Using RSS to Retrieve News Feeds

 


Overview

The Rich Site Summary (RSS) format is used for distributing news headlines on the Web. The following procedure explains the idiosyncratic way in which I set up setgetweb to acquire RSS feeds and display them on a web page. The instructions assume a Linux system running an Apache web server.

 

Procedure

  1. Verify you have Perl v5.003 or greater on your system...

    perl -v

  2. Install modules XML::Parser and XML::RSS...

    perl -MCPAN -e "install XML::Parser"
    perl -MCPAN -e "install XML::RSS"

  3. Create the Perl script, rsshtml.pl.

    rsshtml.pl generates HTML using the the RDF type of RSS feed. Here are some usage examples...

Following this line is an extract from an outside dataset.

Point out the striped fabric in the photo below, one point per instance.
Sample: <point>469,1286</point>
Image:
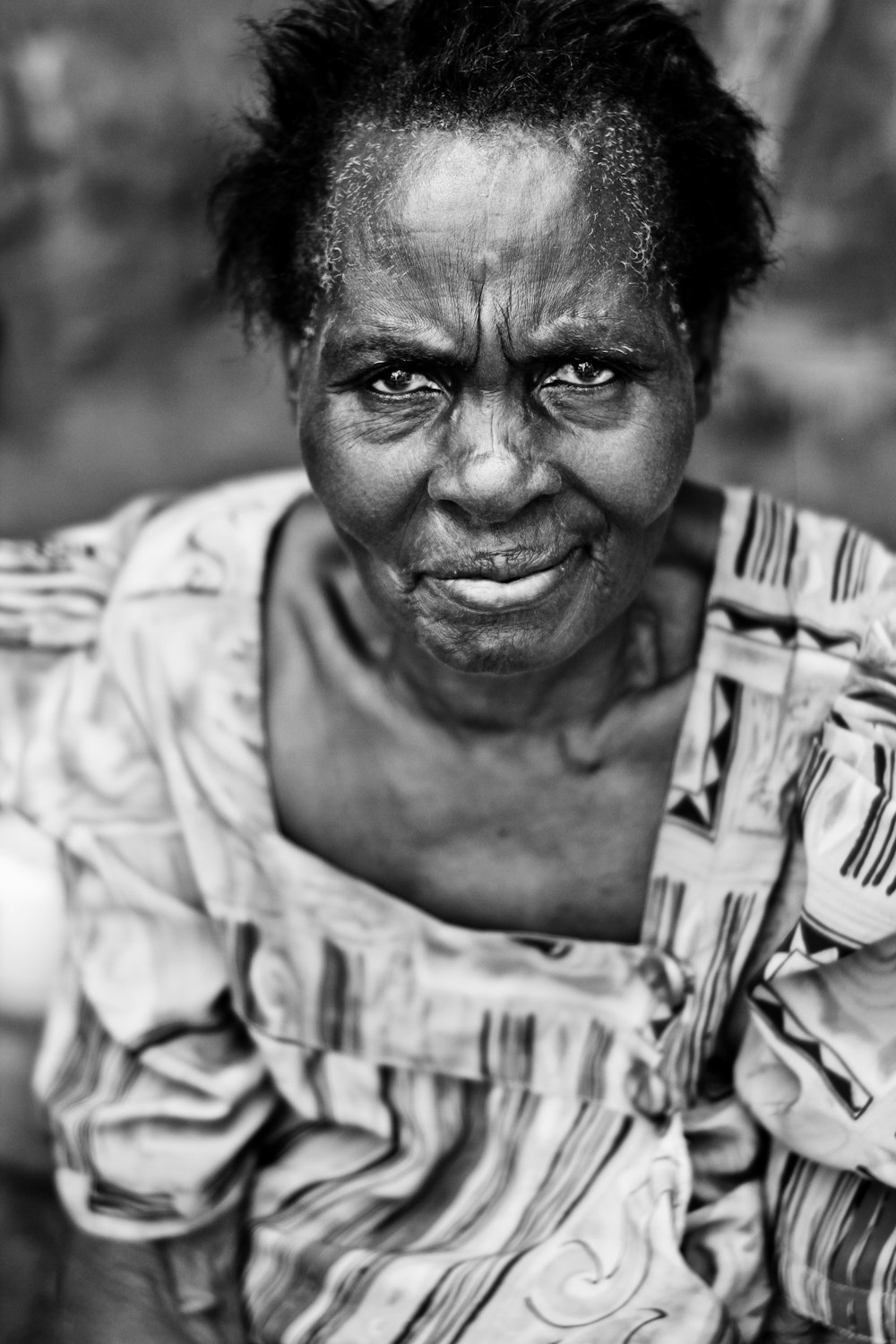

    rsshtml.pl http://slashdot.org/slashdot.rdf > slashdot.html
    rsshtml.pl http://freshmeat.net/backend/fm.rdf > freshmeat.html

  4. Create the Python script rss.py.

    rss.py can handle several different flavors of RSS feed. Here are some usage examples:

    python ./rss.py http://rss.news.yahoo.com/rss/topstories > yahoo.out
    python ./rss.py http://xml.metafilter.com/rss.xml > yahoo.out

  5. Format the output.

    I use the rss.sh shell script to format output.

  6. Configure rss.sh to run from cron every hour.

    For example...

    01 *  *  *  *  /var/www/tech/perl/rss.sh > /tmp/rss.log
    

  7. Enable your web site to use Server Side Includes by tweaking httpd.conf.

  8. Enable your web pages to use Server Side Includes by making them executable. For example...

    chmod 750 index.html

  9. Aggregate and render your RSS content on a web page.

    For example:

    <!--#include virtual="tech/perl/slashdot.html" -->
    <!--#include virtual="tech/perl/metafilter.html" -->

 


Last update: Sunday, 04-Oct-2020 07:12:40 PDT